Exploring The Potential Role Of Mesocorticolimbic Circuitry In Motivation For And Adherence To Chronic Pain Self-management Interventions

Adherence to pain self-management strategies plays a crucial role in improving psychobehavioral outcomes for individuals with chronic pain. However, achieving substantive adherence to these treatments, which teach adaptive skills, is often challenging, leading to negative consequences for both individuals and society. Motivation for behavior change is identified as a key predictor of treatment adherence, yet despite efforts to target motivation through behavioral techniques, nonadherence remains a significant barrier to positive clinical outcomes.
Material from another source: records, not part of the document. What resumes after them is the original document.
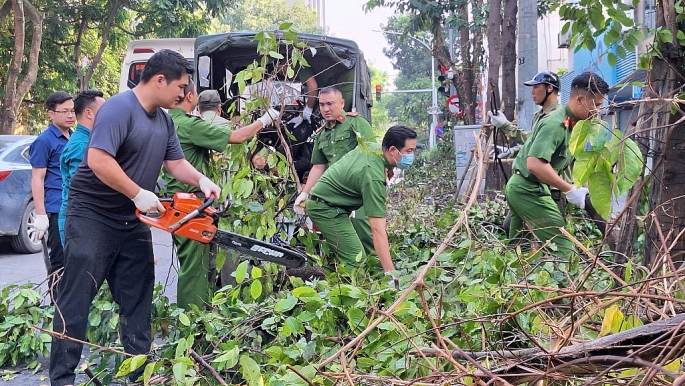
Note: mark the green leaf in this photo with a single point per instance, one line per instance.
(599, 184)
(138, 361)
(94, 319)
(294, 325)
(665, 35)
(241, 272)
(306, 293)
(250, 371)
(125, 368)
(256, 289)
(286, 304)
(587, 131)
(611, 315)
(583, 167)
(230, 357)
(356, 317)
(179, 370)
(149, 370)
(255, 207)
(629, 166)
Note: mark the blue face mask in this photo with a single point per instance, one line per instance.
(405, 162)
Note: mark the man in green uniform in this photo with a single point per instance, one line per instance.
(209, 106)
(198, 139)
(545, 92)
(542, 157)
(359, 179)
(341, 133)
(344, 82)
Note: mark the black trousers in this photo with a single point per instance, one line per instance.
(95, 252)
(56, 255)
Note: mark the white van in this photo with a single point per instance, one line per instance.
(139, 51)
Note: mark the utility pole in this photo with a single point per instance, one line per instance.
(527, 61)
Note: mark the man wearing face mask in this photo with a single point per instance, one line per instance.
(359, 179)
(542, 157)
(341, 134)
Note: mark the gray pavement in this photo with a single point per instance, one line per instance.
(21, 269)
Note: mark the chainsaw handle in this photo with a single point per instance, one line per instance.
(207, 204)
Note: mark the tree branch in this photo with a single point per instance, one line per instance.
(77, 47)
(103, 43)
(37, 37)
(5, 10)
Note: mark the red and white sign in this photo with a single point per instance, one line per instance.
(453, 106)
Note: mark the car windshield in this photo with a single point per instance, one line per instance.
(6, 142)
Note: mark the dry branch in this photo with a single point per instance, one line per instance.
(642, 346)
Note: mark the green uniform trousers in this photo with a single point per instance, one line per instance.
(336, 227)
(193, 273)
(531, 203)
(361, 225)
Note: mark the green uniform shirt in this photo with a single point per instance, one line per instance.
(337, 139)
(212, 118)
(357, 180)
(549, 141)
(514, 132)
(198, 138)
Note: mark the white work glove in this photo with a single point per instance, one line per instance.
(307, 114)
(296, 121)
(146, 201)
(209, 188)
(268, 117)
(300, 203)
(576, 196)
(502, 152)
(393, 282)
(498, 120)
(41, 225)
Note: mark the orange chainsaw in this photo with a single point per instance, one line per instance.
(188, 217)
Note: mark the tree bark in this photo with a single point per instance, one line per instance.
(667, 189)
(509, 52)
(461, 80)
(84, 78)
(16, 90)
(494, 180)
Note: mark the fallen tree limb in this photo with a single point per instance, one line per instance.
(644, 346)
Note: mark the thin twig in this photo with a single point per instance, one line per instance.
(206, 365)
(299, 374)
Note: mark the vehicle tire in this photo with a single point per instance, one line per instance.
(25, 241)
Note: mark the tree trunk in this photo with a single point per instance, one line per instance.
(667, 189)
(621, 237)
(16, 90)
(509, 52)
(84, 77)
(494, 180)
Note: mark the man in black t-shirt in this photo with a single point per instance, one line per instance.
(131, 139)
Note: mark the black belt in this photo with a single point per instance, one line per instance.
(318, 199)
(538, 183)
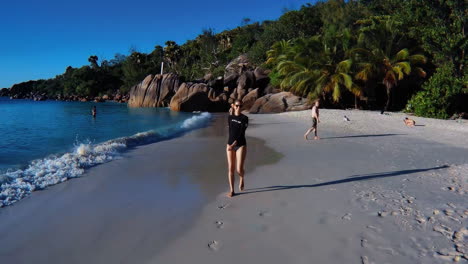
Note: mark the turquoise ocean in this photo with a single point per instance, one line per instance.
(47, 142)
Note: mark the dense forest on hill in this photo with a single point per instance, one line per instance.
(374, 54)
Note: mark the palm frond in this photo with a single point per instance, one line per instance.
(419, 71)
(336, 92)
(402, 55)
(418, 59)
(344, 66)
(405, 66)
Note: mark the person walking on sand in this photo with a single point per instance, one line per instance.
(236, 148)
(93, 112)
(315, 120)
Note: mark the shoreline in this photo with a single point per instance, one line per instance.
(370, 191)
(351, 197)
(121, 211)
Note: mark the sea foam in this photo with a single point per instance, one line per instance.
(16, 185)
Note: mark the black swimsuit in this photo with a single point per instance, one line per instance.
(237, 126)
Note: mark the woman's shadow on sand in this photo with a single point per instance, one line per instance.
(352, 178)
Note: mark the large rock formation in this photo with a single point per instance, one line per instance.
(279, 102)
(198, 97)
(240, 82)
(234, 69)
(154, 91)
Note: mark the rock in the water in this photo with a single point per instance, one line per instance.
(234, 69)
(154, 91)
(249, 99)
(280, 102)
(197, 97)
(261, 78)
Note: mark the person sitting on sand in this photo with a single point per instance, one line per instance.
(409, 122)
(93, 112)
(236, 148)
(315, 120)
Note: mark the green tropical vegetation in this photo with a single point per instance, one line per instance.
(371, 54)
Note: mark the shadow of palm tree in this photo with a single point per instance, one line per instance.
(371, 135)
(352, 178)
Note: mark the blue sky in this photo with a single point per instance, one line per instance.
(40, 38)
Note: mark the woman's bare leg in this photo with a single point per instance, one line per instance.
(241, 153)
(308, 132)
(231, 156)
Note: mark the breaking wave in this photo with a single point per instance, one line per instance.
(18, 184)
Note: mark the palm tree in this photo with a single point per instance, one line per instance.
(379, 57)
(312, 68)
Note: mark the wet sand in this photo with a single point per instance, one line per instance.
(125, 211)
(370, 191)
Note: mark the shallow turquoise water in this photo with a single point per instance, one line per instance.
(32, 130)
(49, 142)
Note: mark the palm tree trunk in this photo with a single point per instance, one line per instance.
(387, 104)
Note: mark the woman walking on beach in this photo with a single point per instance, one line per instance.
(315, 120)
(236, 148)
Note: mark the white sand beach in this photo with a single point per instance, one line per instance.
(371, 190)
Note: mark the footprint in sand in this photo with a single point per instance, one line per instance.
(223, 206)
(346, 217)
(264, 213)
(364, 243)
(214, 245)
(364, 260)
(219, 224)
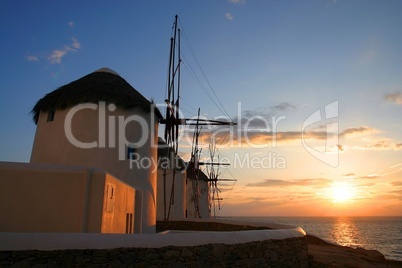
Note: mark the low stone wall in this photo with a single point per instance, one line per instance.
(290, 252)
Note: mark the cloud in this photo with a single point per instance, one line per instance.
(75, 44)
(237, 2)
(394, 98)
(229, 16)
(284, 106)
(321, 182)
(56, 56)
(381, 145)
(32, 58)
(357, 131)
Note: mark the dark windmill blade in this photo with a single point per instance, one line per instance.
(173, 121)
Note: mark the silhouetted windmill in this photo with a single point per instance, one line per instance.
(173, 120)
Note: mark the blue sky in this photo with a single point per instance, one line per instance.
(277, 58)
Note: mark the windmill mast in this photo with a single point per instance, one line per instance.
(173, 121)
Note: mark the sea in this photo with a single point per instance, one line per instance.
(379, 233)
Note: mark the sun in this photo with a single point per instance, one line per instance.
(342, 193)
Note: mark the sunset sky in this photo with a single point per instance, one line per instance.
(274, 66)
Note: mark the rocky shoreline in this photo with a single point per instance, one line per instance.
(320, 253)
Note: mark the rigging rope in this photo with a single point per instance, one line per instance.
(221, 108)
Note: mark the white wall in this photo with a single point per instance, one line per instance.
(57, 198)
(109, 130)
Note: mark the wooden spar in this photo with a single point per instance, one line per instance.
(173, 121)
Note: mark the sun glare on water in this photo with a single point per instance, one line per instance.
(342, 193)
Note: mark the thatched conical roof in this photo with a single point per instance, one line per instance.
(101, 85)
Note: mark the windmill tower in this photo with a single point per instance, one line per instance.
(100, 120)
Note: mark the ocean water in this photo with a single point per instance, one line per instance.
(380, 233)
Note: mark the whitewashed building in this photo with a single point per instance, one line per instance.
(99, 121)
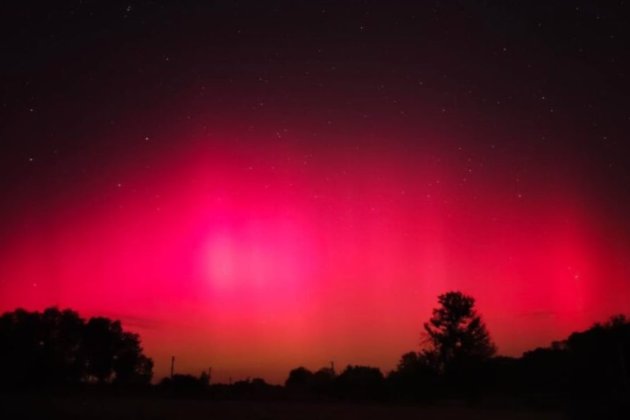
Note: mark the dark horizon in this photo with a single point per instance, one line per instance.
(300, 179)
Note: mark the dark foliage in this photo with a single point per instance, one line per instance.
(57, 347)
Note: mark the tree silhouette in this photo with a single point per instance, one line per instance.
(456, 335)
(58, 347)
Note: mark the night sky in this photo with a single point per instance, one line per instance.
(255, 186)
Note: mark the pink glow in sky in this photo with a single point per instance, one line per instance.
(255, 260)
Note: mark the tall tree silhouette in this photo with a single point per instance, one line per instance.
(456, 335)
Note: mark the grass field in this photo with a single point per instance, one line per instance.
(152, 408)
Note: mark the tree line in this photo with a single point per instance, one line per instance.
(58, 347)
(457, 360)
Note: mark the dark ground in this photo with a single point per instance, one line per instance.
(13, 407)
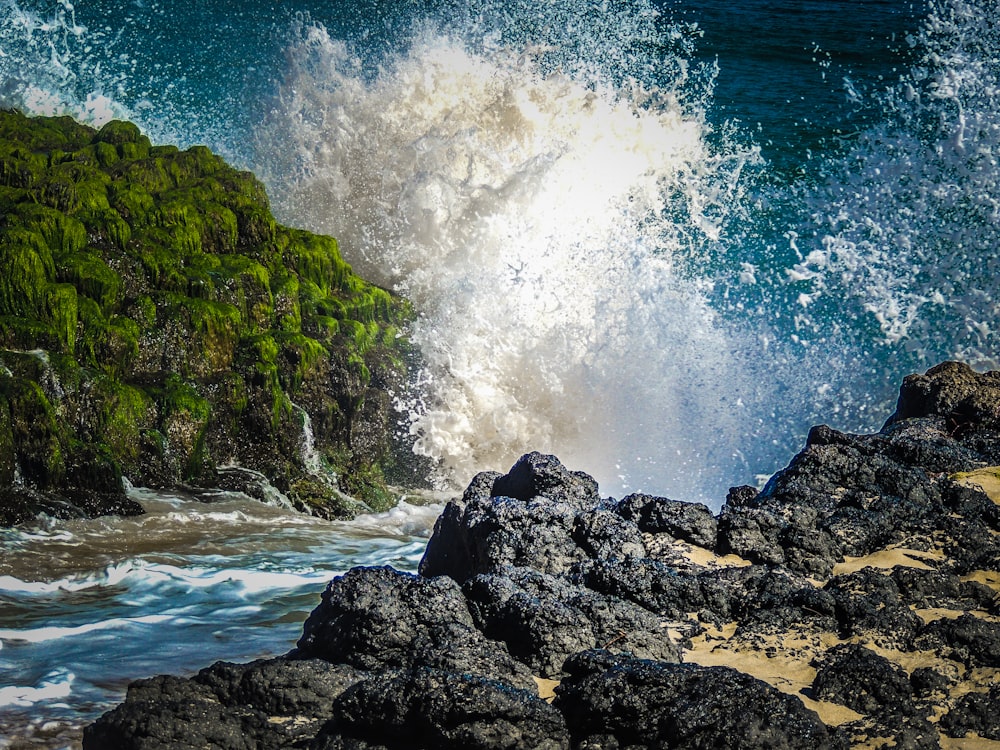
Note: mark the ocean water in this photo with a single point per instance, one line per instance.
(660, 239)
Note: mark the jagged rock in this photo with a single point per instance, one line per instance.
(380, 618)
(427, 709)
(692, 522)
(887, 731)
(954, 391)
(968, 639)
(617, 701)
(167, 713)
(531, 573)
(544, 619)
(975, 712)
(928, 683)
(603, 534)
(156, 322)
(868, 604)
(281, 687)
(540, 475)
(858, 678)
(528, 517)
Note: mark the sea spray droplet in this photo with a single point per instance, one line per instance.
(541, 224)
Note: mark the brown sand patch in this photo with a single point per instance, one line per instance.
(969, 742)
(987, 480)
(887, 559)
(781, 661)
(708, 559)
(680, 554)
(989, 578)
(940, 613)
(546, 688)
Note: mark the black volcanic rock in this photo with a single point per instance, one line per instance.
(544, 619)
(692, 522)
(618, 701)
(975, 712)
(866, 555)
(432, 709)
(858, 678)
(380, 618)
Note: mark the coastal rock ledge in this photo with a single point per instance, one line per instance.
(853, 602)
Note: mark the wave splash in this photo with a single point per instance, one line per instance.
(543, 224)
(907, 223)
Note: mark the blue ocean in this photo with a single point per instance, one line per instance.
(658, 238)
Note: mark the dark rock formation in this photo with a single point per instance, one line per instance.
(156, 322)
(434, 709)
(852, 602)
(858, 678)
(623, 702)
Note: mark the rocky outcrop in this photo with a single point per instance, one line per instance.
(853, 602)
(157, 323)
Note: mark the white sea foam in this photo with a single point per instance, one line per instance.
(541, 222)
(56, 632)
(54, 686)
(909, 224)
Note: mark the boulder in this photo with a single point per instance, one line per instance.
(428, 709)
(618, 701)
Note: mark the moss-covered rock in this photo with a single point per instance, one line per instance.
(157, 322)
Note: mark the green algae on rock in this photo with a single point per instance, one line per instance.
(156, 321)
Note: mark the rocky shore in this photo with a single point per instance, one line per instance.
(158, 324)
(853, 602)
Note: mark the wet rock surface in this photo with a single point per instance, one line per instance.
(853, 602)
(157, 323)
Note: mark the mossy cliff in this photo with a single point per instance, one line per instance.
(156, 322)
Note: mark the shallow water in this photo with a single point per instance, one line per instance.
(660, 239)
(88, 606)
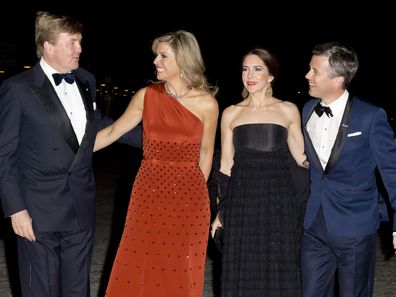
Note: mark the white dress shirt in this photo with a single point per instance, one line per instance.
(323, 130)
(71, 100)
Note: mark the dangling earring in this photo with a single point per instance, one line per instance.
(268, 91)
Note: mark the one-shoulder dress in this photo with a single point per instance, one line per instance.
(163, 247)
(261, 217)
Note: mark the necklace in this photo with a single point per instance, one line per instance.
(178, 97)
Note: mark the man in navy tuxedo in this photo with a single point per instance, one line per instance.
(346, 139)
(48, 125)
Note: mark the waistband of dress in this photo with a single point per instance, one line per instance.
(168, 162)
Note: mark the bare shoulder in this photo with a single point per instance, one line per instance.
(230, 112)
(287, 106)
(207, 102)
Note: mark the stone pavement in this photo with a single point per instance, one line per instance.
(115, 168)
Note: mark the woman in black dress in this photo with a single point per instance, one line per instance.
(260, 210)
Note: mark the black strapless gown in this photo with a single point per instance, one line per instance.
(261, 216)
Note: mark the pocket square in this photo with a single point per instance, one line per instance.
(354, 134)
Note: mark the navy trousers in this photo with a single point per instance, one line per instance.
(57, 264)
(322, 255)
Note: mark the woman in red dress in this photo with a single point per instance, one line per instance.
(163, 248)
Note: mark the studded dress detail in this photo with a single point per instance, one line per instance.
(163, 247)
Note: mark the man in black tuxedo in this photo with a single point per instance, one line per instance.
(48, 125)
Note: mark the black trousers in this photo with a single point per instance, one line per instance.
(57, 264)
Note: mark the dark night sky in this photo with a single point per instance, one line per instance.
(117, 39)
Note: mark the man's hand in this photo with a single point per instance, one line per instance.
(22, 225)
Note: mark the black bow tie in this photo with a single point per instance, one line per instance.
(319, 109)
(68, 77)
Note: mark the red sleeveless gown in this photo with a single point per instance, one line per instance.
(163, 247)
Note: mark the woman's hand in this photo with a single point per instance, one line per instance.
(216, 224)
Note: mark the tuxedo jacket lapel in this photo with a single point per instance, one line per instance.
(341, 136)
(88, 102)
(48, 98)
(308, 141)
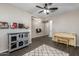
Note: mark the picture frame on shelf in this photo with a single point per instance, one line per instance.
(4, 25)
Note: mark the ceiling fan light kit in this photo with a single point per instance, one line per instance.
(46, 10)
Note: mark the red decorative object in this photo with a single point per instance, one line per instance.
(14, 25)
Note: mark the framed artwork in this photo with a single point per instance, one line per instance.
(4, 25)
(14, 25)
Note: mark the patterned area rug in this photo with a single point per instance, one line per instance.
(46, 50)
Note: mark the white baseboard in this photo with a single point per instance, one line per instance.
(3, 51)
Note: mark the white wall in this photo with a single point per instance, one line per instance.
(46, 26)
(37, 23)
(11, 14)
(67, 22)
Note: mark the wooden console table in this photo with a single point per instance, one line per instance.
(66, 38)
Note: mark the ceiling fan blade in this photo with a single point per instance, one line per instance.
(39, 7)
(55, 8)
(45, 5)
(50, 3)
(41, 11)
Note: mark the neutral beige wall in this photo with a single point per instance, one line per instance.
(11, 14)
(67, 22)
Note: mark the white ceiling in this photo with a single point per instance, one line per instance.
(31, 8)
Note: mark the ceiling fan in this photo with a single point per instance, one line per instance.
(45, 9)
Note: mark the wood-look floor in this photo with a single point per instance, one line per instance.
(36, 42)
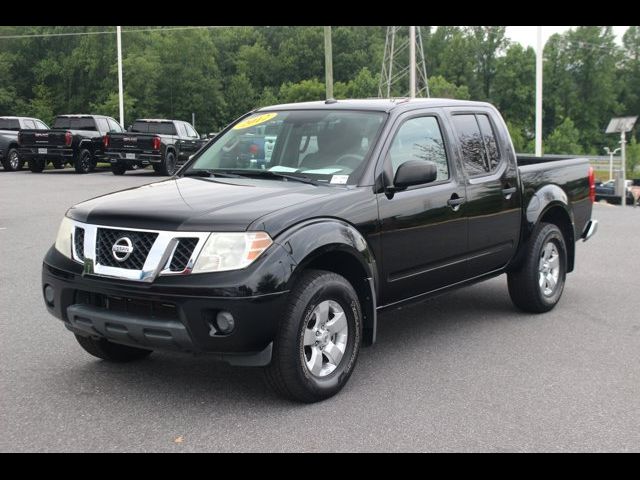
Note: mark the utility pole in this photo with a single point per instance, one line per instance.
(403, 57)
(539, 94)
(611, 154)
(412, 62)
(623, 153)
(120, 92)
(328, 63)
This review aims to explore the role of the mesocorticolimbic system, associated with reward processing and motivation in the brain, in influencing treatment motivation among chronic pain patients and its impact on adherence. It examines evidence supporting motivation as a crucial determinant of adherence, presents neuroimaging findings linking mesocorticolimbic circuitry and motivation, and discusses evidence of dysfunction in this system among chronic pain patients. The review proposes a neurobehavioral model for adherence to pain self-management interventions, outlining testable hypotheses, and discusses potential research and intervention implications arising from this model.